Professor Fisher said he and his team demonstrated for the first time (using a laboratory organism called Dictyostelium, or Dicty) that an energy- and stress-sensing protein, known as AMPK, was permanently activated in mitochondrially diseased cells.
When energy production was compromised, this protein began signalling and interfering with other signalling pathways, causing cell functions to shut down.
Professor Fisher's team then joined forces with Dr Danuta Loesch-Mdzewska, Dr Sarah Annesley and other collaborators to extend their studies in Dicty to cells from Parkinson's disease patients.
The results were both dramatic and surprising.

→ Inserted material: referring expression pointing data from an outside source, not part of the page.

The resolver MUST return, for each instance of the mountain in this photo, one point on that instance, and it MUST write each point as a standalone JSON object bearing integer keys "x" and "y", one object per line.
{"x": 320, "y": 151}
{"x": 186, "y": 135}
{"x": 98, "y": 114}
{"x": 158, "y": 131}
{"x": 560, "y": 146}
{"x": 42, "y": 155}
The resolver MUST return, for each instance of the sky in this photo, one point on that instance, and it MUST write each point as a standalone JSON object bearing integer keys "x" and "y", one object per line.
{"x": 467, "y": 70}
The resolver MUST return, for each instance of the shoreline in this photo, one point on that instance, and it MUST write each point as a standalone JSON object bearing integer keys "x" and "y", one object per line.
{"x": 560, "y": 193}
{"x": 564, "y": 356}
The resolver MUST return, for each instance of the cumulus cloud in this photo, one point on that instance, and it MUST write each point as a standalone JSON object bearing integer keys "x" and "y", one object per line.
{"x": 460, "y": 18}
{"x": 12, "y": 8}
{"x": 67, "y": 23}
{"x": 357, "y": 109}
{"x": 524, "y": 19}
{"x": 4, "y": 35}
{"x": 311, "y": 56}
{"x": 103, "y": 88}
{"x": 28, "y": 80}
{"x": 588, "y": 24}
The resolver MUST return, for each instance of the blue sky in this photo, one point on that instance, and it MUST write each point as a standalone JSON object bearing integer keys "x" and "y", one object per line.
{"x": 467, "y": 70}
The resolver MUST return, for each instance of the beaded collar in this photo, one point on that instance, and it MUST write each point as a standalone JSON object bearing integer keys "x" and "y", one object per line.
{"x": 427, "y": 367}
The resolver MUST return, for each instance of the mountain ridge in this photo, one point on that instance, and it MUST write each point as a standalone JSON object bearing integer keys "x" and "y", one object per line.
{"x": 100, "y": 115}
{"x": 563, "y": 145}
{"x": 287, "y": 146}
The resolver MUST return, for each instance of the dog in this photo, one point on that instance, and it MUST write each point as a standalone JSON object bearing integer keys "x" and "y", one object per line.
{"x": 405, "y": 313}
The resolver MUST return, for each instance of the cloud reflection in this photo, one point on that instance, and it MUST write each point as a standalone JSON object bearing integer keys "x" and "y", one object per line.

Professor Fisher said in people with Parkinson's, something causes their cells to become 'hyperactive', which in turn increases the production of toxic oxygen by-products and over time damages vital cells in the brain.
Apart from developing a definitive blood test, Professor Fisher said further work on differences in blood cells from Parkinson's patients and healthy control groups might also open a window to the underlying mechanisms of the disease.